I already got the feeling that Mira is the limiter for Arianne but I think the biggest problem is that Mira always relents too fast. Even if Arianne feels shame or guilt it doesnt take 5 minutes for Mira to comfort her and ease her guilt because she doesnt want to see her in that state. Fully understandable from Miras point of view but it doesnt help Arianne to grow and think before she acts. It would be better for Arianne if Mira would stay angry and wouldnt excuse her of any wrong doing. Their future together looks rather bleak if that continues. But I also know that it isnt that simple, their relationship is way to complex for that. Im kinda excited to see what will change in the future.
She loves Arianna far more than she should. When you've got a singular person who treats you like a person in all your life until you're an adult (well, +Carmen to a far lesser extent, but one more than one is still extremely few), and who was singularly unaffected by the mere thought of being touched by a person: to say that her love is obsessive is an understatement.
I would even go so far to say that her love is not only obsessive but it also created some kind of dependency wich is now a problem without Arianne being physicially there.
Infact, I was so overly-concerned that people might've thought that Mira's interest in Arianna was purely housed in the loaded circumstances of their romance (and therefore 'false', which is a valid story, if awful... but given what Mira's been shown to have 'gone through' already: it wasn't even remotely outside of expectation. Perhaps I'm the only one who would have had that suspicion, but given the length and 'depth' of what I'm working towards: I didn't want their romance to be founded itself upon falsehood), that I initially felt that I had to consider elevating Katherine's 'interest' to note that the 'lesbianism' (as it were) of Mira isn't a changeable factor of her character (there are WAY too many similarities to long-term childhood victims of abuse developing in a dysphoric direction despite their otherwise 'more-natural' proclivities (it's unpleasant to look into, I promise... people just aren't meant to be broken like that, and the combination of Mira's *insane* sadomasochism and circumstances of life is highly suggested to be one example of such already... homosexuality in this timeframe isn't even close to commonly recognized/accepted, I've got dozens of very-highly-developed characters to work with in this setting, and I've only got 4 total persons total with a genuine outward interest in their own s*x (or gender, I suppose in one case, but that's a fatal attraction if I ever saw one)... possibly 5 if someone desperately negotiates for Lisset, but 'ambivalence due to a physical phenomenon that very much resembles hard drugs' and 'implicit attraction' are simply not one and the same)), and so I played with that thought for a bit: what is a loaded romance that isn't tested besides doomed to destroy both of its participants? Ultimately, I decided to adapt my 'rusalka-encounter' from a 'fun-spirited' way to introduce more of the setting to a potentially romantic rival for Arianna, because I really like how it affects positive growth and development in both Arianna and Mira going forward (and it didn't come at any character cost for Katherine (she was already universally flirty and lonely (I imagined 'Old Hag Olga's' entirely undescribed face upon meeting her the first time xD Poor old dear's surrounded by persons of that persuasion)), for the change merely elevated her from a 'side piece' to a more central character to the plot and character growth going forward).

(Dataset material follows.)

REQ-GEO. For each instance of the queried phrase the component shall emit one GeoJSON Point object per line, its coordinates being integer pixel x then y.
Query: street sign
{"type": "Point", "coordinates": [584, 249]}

Well I was suspicious about their relationship. With all those revelations about Miras upbringing throughout the chapters I was toying with the thought that their relationship was not purely romantic in nature and based on attraction because Arianne was the only one who would give her affection in any form. Like I said, there is a kind of dependency there. But after the introduction of Lisset and how both of them are reacting towards her I threw those suspicions out of the window. I also like the introduction of Katherine as a sort of rival. Strife brings growth and it doesnt look like their relationship was ever tested.
Actually, my husband gave me quite the teasing about how very improbable it was that 2 of the only lesbians out and about as characters in my world just happened to stumble upon a lonely 'watery tart' that just so happened to resemble the most beautiful woman possible, and likewise interested in Mira. (It is actually super improbable, but yknow what: something has to happen, and I'm putting my foot down an saying it happened, just this once. It's a good thing I'm only planning on including one other character guilty of an interest in girls while being one, albeit they're the kind of person that makes all the worst parts of Mira and Arianna look *positively angelic*)
It is improbable but how else could we get some romantic 'drama' :P
Naturally, I tried to explain folklore behind rusalka (did you know that the folklore of basically everything female is either at the extremes of 'ugly' or 'beautiful'? It's true, and the pictures that are deemed wikipedia-worthy for nymphs, rusalka, undine, and the like are... choice-y. Very renaissance... never will I be convinced that it's not just 'glorified po*nography'. Sure it's high art and all, and some of it's truly fantastic, but it's still po*nographic art. Sure, maybe it's *my* fault for being attracted to the female form, but I'd say that if there is a single person NOT attracted to the versions of the female form depicted in those 'scenes': they must simply have NO appreciation for the female form. If it's a guy: he's definitely gay. If it's a girl: she's definitely not. Maybe Valkyries are the only ones to *somewhat* escape that, but Vila are rather more in line with the rest, so it's at best a singular exception than a cultural benefit of 'that' group), but of course he countered that I was just excited by the prospect of her... endowment. I will say that I most certainly wasn't, and I think the only link I've given to her 'bust' is that Mira had to resize one of Carmen's outfits, but I didn't think I mentioned 'in which direction'. Given that she's inherently illusory and capable of shifting her shape and such to match a person's interests... and she appeared before Mira: they were probably rather larger than is necessarily reasonable. There's nothing wrong with breasts, breasts are great and all, Mira clearly likes them if her wandering eyes are any judge (the water droplets sliding down her skin, Mira? Really? Wonder just how far she followed them down to have been so enthused), but he nailed me dead when I refuted his conjecture: he said that I was just terribly excited by the 'tentacle-y' possibilities of Katherine's infinitely mutable body! My goodness, I really didn't think of it when I was making the character, but now I cannot unthink of it!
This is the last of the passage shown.